Changing stroke rehab and research worldwide now.Time is Brain! trillions and trillions of neurons that DIE each day because there are NO effective hyperacute therapies besides tPA(only 12% effective). I have 523 posts on hyperacute therapy, enough for researchers to spend decades proving them out. These are my personal ideas and blog on stroke rehabilitation and stroke research. Do not attempt any of these without checking with your medical provider. Unless you join me in agitating, when you need these therapies they won't be there.

What this blog is for:

My blog is not to help survivors recover, it is to have the 10 million yearly stroke survivors light fires underneath their doctors, stroke hospitals and stroke researchers to get stroke solved. 100% recovery. The stroke medical world is completely failing at that goal, they don't even have it as a goal. Shortly after getting out of the hospital and getting NO information on the process or protocols of stroke rehabilitation and recovery I started searching on the internet and found that no other survivor received useful information. This is an attempt to cover all stroke rehabilitation information that should be readily available to survivors so they can talk with informed knowledge to their medical staff. It lays out what needs to be done to get stroke survivors closer to 100% recovery. It's quite disgusting that this information is not available from every stroke association and doctors group.

Friday, July 5, 2013

Axonal Remodeling of the Corticospinal Tract in the Spinal Cord Contributes to Voluntary Motor Recovery After Stroke in Adult Mice

Read the conclusion paragraph and demand to know that means from your neurologist.
http://stroke.ahajournals.org/content/44/7/1951.abstract

Abstract

Background and Purpose—We sought to demonstrate the contribution of axonal remodeling of the corticospinal tract (CST) in the spinal cord to functional outcome after stroke.
Methods—Bilateral pyramidotomy (BPT) or sham-BPT was performed in mice with transgenic yellow fluorescent protein labeling in the CST subjected to middle cerebral artery occlusion (MCAo). Foot-fault and single pellet reaching tests were performed 3 days after MCAo and weekly thereafter. Mice were euthanized at day 14 or 28 after stroke. Immunofluorescent staining for growth-associated protein-43 and Synaptophysin was performed on cervical sections.
Results—Functional improvements were evident during the initial 14 days in both MCAo-sham-BPT and MCAo-BPT mice (P<0.01, versus day 3). Progressive recovery was present during the subsequent 14 days in MCAo-sham-BPT mice (P<0.001, versus day 14) but not in MCAo-BPT mice.

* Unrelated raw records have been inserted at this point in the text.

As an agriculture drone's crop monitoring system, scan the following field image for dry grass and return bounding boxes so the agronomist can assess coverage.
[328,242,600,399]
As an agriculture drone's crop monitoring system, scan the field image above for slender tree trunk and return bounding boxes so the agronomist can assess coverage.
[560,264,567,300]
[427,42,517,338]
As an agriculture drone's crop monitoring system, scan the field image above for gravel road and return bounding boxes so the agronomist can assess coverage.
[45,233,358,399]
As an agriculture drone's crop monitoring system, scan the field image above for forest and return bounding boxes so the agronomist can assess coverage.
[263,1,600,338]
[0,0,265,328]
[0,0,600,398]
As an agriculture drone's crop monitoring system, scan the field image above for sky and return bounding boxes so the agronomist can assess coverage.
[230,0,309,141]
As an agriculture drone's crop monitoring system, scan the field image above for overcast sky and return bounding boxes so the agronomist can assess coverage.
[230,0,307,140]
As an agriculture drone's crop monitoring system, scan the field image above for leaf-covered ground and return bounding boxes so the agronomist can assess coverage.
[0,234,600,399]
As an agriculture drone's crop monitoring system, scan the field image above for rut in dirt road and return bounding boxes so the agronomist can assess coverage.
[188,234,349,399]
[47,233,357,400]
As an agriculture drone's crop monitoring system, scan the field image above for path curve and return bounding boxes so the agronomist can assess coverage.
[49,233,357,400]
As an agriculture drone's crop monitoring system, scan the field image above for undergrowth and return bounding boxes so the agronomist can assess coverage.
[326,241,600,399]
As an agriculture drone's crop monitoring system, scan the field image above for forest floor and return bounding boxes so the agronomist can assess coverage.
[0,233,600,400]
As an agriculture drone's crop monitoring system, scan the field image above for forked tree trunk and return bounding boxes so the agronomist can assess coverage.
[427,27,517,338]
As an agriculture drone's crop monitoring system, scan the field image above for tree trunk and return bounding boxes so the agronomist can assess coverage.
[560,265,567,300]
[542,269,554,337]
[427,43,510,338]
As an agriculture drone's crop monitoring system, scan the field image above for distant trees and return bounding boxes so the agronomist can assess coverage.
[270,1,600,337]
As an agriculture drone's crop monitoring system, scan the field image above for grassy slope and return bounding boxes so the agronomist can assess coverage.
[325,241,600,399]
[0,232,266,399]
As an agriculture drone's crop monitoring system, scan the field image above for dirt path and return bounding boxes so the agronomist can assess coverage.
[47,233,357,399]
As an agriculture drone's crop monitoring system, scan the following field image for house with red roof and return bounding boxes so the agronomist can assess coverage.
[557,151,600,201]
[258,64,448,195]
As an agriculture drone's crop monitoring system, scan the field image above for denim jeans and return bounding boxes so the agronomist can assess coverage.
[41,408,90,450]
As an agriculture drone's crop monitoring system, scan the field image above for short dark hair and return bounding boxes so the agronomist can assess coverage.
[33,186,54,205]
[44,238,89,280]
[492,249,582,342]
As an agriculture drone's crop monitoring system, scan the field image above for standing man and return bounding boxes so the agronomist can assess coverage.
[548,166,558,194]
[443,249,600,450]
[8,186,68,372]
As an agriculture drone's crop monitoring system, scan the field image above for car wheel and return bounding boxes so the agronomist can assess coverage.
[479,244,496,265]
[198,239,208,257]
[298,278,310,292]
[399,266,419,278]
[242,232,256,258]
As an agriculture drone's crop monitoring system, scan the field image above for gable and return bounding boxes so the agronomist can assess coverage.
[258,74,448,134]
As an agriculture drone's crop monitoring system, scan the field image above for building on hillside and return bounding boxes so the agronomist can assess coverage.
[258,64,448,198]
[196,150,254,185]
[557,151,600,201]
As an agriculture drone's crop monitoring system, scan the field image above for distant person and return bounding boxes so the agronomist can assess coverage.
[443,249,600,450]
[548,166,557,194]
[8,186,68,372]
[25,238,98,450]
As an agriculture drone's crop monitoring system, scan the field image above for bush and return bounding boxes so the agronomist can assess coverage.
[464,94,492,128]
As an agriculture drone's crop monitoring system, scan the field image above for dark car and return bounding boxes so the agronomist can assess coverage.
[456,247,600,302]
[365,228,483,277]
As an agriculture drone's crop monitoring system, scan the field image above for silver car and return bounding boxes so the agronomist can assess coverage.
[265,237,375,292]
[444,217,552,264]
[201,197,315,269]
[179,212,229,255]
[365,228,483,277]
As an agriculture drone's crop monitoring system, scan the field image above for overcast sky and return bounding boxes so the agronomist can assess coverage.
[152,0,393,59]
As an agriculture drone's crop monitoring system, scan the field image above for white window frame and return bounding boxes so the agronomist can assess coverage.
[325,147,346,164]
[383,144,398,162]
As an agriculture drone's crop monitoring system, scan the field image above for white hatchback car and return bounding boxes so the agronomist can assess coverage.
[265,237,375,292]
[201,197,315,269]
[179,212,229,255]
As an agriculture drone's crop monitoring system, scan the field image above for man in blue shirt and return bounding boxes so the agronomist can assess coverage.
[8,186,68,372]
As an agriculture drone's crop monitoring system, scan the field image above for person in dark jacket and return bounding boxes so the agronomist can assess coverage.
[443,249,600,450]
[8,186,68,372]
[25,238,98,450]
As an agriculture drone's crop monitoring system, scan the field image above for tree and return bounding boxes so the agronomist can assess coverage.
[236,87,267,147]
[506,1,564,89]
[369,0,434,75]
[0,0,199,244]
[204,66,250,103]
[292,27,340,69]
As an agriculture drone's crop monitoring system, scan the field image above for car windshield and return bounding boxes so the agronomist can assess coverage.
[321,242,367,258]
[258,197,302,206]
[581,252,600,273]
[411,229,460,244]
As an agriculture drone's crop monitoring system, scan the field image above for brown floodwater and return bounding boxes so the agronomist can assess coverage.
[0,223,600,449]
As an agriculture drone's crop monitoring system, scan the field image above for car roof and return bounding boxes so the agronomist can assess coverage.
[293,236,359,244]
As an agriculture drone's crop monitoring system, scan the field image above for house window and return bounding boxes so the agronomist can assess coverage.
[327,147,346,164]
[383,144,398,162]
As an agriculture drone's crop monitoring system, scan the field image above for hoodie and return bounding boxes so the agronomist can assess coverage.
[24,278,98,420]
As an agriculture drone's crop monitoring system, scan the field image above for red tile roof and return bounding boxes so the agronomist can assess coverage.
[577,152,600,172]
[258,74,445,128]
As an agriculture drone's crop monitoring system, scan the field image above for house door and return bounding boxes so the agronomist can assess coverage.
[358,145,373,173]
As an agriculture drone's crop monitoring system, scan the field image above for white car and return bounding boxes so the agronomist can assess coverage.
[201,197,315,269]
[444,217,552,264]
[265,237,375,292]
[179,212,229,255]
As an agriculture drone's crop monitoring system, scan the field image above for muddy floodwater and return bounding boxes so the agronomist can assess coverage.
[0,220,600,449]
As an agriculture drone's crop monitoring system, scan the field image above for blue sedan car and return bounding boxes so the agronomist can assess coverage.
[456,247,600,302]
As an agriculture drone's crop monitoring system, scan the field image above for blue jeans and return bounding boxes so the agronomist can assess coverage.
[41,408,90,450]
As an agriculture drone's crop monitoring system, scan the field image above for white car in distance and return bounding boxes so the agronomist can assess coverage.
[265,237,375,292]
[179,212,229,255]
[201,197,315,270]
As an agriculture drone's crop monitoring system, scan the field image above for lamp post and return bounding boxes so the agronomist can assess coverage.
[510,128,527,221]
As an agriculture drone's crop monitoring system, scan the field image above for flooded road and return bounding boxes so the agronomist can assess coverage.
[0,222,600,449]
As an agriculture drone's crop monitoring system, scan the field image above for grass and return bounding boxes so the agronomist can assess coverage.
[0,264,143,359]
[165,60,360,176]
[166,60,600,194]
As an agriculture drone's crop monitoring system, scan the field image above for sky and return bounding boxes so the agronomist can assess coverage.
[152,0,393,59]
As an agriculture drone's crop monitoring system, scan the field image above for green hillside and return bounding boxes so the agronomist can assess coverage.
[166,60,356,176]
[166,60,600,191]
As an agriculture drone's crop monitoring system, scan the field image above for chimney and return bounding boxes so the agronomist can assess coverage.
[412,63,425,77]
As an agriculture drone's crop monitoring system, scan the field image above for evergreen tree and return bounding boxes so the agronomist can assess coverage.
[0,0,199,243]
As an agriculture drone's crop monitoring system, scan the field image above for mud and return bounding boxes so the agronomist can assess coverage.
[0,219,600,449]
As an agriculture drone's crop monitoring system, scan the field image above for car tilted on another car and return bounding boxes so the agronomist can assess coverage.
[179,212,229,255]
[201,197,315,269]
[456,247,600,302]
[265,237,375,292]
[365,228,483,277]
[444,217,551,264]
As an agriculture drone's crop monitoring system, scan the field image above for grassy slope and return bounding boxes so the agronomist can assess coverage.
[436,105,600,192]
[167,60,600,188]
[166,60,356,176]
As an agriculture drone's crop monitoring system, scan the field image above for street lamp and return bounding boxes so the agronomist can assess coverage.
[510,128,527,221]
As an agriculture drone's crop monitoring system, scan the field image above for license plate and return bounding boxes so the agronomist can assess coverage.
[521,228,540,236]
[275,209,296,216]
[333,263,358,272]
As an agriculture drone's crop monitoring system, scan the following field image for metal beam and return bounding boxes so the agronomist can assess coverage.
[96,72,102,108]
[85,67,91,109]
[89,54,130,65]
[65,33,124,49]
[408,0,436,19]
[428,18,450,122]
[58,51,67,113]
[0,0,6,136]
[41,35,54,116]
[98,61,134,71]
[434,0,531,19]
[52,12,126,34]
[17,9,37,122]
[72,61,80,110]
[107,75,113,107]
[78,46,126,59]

In the stroke-affected cervical gray matter of MCAo-sham-BPT mice, growth-associated protein-43-Cy3 staining on CST axons were significantly increased at day 14 after stroke compared with normal mice (P<0.001), and CST axonal density and Synaptophysin-Cy3 staining of CST-yellow fluorescent protein axonal terminals were significantly increased at day 28 compared with day 14 after MCAo (P<0.001).
Conclusions—Our data demonstrate that voluntary motor recovery is associated with CST axonal outgrowth and synaptic formation in the denervated side of the spinal gray matter during the later phase after stroke, suggesting that the CST axonal plasticity in the spinal cord contributes to neurological recovery.